Code Smells Are Signals, Not Sins — And Patterns Won’t Save You
Most interview loops still test whether you can build a list view.
Reality tests whether your system can survive change.
That’s where code smells matter—not as moral judgement (“bad dev”), but as risk signals: indicators that the design is drifting toward higher maintenance cost and lower change velocity. The research literature is surprisingly aligned on that framing: smells aren’t bugs (the app still runs), and they’re not guaranteed anti-patterns either—they’re hints that something is off and may become expensive later. Paper #1
This post is a practical synthesis of two papers:
- A broad literature review that scanned 114 studies (2009–2022), summarized common smells, and mapped detection approaches and tools. Paper #1
- A more focused paper on what happens when design patterns and code smells co-occur, and what that does to internal quality.
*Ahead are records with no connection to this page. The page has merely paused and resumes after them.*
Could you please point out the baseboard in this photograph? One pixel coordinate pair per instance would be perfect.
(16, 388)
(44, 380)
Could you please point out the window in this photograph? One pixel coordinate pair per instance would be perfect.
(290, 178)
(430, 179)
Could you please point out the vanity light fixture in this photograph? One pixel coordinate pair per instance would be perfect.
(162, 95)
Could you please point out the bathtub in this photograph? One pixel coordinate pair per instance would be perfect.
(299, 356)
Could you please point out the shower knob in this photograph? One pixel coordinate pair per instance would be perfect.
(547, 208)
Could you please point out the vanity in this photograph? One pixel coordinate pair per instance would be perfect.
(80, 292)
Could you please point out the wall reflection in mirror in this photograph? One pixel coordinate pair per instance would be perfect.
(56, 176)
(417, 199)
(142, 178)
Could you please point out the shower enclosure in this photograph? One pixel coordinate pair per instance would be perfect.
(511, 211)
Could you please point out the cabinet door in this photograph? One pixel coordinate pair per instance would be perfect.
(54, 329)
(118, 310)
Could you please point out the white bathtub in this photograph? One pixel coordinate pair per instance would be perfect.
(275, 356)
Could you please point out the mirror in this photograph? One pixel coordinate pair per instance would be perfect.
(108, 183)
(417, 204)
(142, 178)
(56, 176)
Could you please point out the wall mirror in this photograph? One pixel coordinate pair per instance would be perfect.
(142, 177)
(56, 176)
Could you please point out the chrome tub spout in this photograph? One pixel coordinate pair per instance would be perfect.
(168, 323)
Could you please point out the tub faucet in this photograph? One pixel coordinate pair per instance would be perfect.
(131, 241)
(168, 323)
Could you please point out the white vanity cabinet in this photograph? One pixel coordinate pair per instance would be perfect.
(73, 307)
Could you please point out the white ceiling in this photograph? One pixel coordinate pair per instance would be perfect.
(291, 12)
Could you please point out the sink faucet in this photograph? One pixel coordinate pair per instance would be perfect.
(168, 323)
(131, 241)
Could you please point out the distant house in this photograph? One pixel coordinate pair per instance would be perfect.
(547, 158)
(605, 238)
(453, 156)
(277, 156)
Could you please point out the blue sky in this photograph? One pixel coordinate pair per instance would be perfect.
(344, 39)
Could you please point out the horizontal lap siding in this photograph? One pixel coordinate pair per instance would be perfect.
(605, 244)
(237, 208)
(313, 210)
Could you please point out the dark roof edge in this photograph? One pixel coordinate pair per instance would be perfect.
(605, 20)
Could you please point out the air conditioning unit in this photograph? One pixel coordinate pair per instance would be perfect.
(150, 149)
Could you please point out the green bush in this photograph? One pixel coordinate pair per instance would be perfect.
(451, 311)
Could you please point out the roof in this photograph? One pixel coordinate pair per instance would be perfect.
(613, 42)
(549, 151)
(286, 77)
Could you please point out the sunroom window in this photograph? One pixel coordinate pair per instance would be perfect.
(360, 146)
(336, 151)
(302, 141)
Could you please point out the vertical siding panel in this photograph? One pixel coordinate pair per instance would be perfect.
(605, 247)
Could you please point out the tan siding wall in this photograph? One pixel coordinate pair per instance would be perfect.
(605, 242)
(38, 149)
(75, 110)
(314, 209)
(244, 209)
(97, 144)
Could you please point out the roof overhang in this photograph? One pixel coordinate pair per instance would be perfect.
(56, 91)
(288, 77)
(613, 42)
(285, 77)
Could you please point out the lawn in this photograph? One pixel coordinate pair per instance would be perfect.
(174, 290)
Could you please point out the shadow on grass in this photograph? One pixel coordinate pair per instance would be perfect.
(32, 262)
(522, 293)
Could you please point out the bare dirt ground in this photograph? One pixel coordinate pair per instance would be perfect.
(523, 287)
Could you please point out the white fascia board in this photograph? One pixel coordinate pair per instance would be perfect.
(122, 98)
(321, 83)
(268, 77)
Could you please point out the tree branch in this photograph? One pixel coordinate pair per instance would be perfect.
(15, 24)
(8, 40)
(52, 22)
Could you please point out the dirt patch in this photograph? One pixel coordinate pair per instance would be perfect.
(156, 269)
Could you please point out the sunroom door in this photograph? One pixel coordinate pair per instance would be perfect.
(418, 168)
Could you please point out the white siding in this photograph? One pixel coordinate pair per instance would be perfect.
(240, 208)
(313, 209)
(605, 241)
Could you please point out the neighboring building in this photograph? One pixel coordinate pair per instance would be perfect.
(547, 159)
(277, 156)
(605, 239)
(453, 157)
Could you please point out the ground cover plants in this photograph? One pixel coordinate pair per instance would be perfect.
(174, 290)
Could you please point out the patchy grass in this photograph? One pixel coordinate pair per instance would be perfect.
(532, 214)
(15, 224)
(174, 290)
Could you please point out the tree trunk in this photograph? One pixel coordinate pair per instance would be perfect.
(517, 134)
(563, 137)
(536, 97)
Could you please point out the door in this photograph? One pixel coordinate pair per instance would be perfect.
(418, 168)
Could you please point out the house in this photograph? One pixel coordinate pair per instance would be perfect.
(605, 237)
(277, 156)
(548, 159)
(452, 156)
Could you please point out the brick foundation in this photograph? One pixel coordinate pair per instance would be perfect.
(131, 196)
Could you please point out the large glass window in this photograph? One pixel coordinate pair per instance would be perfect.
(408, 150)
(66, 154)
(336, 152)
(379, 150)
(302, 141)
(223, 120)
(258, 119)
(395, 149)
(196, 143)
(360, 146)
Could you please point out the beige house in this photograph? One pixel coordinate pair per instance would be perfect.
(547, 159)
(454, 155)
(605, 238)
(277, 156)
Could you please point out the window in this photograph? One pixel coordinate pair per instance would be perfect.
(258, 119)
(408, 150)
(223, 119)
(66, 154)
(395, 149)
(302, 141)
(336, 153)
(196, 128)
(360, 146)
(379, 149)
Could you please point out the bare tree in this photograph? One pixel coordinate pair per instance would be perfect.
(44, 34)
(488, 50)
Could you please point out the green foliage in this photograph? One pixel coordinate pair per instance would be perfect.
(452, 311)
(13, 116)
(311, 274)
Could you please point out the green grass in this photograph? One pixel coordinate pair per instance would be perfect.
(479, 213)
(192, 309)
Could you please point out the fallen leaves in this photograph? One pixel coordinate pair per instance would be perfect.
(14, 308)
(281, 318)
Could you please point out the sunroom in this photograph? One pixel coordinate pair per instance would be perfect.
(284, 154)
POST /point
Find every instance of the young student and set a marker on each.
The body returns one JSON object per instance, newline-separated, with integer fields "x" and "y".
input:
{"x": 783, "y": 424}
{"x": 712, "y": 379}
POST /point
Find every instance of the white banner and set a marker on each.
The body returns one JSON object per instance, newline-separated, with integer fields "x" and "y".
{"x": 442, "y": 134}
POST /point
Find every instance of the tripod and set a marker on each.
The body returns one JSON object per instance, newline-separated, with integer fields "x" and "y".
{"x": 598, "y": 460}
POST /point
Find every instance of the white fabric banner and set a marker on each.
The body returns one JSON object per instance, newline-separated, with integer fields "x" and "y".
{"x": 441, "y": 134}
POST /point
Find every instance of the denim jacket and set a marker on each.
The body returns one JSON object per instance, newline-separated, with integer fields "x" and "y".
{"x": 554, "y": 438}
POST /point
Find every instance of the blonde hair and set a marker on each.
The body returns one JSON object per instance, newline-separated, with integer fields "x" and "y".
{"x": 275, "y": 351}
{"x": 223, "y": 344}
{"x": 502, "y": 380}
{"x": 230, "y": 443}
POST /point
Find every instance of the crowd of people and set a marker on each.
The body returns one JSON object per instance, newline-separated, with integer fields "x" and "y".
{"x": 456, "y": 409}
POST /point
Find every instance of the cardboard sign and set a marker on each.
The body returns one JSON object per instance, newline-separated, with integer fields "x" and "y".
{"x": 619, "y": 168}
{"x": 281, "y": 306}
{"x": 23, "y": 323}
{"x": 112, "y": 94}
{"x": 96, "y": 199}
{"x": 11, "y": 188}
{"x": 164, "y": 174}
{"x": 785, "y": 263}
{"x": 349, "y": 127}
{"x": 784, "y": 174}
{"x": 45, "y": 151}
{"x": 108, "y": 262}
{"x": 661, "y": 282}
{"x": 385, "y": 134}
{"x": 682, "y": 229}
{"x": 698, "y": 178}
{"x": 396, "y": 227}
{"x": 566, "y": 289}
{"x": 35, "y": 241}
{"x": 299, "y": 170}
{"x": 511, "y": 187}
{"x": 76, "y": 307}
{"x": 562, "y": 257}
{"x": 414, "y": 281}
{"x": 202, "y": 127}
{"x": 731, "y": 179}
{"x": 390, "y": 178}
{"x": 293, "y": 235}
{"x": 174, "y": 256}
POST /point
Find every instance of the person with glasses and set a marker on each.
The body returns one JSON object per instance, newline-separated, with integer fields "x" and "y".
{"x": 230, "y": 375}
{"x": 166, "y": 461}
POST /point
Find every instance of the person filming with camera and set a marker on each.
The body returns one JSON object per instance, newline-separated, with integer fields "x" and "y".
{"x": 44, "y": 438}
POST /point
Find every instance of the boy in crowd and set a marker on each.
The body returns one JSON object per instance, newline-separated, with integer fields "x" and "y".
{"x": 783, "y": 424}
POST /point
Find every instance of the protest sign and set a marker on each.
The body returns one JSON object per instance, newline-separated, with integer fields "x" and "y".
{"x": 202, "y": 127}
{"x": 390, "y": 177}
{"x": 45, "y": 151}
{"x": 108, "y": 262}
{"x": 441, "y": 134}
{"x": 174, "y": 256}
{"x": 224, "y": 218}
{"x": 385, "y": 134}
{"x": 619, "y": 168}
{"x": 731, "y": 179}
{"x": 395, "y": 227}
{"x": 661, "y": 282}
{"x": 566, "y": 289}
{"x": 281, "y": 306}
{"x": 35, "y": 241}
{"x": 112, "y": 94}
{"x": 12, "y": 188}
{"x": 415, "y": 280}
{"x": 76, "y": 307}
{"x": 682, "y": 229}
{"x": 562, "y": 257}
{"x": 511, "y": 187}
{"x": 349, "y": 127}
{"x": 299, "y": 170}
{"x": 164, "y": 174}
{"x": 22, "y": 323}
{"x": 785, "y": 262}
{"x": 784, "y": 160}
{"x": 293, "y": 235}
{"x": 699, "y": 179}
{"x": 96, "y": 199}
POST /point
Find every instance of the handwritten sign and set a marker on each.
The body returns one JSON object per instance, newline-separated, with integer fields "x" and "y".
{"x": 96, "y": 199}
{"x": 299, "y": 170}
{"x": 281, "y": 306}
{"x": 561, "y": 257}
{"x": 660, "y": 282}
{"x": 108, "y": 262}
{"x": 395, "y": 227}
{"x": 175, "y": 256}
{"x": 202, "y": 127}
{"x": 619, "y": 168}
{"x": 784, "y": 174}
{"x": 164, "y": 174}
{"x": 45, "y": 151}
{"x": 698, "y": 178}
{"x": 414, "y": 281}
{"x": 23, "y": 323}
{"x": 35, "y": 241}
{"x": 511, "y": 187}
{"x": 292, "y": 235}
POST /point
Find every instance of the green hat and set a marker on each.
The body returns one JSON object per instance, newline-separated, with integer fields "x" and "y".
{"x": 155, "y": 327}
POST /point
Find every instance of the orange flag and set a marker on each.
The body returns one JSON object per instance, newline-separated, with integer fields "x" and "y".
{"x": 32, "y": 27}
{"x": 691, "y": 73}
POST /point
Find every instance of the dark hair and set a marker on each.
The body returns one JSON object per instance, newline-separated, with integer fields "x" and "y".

Paper #2
The punchline:
Smells are often manageable alone; they get dangerous when they cluster. And patterns don’t magically prevent that clustering.
1) The part people miss: smell clusters matter more than individual smells
A key idea in the co-occurrence literature is that the maintenance pain isn’t driven by one “Long Method” hiding in the weeds—it’s driven by agglomerations of smells that reinforce each other (the paper cites multiple studies pointing to that direction). Paper #2
Why this matters for senior engineers:
- Juniors talk about single refactors.
- Seniors talk about systemic drift: how small local compromises accumulate into global friction.
That’s also why code review culture differs between teams that ship and teams that demo: shipping teams learn to treat smells as leading indicators.
2) Smell taxonomies are useful, but only if they change decisions
The 2024 review calls out a common taxonomy (Fontana et al.) that groups smells into buckets like Bloaters, OO Abusers, Change Preventers, Dispensables, Couplers, Encapsulators. Paper #1
That taxonomy becomes valuable when it guides what you do next.
Here’s how I translate those buckets into “survives reality” heuristics:
Bloaters → “This component is becoming a product”
If a view model or coordinator keeps absorbing responsibilities, it will eventually become the place where deadlines go to die.
Change Preventers → “Every feature causes shotgun surgery”
If one change forces edits across many files, your system doesn’t have a change boundary—only a hope boundary.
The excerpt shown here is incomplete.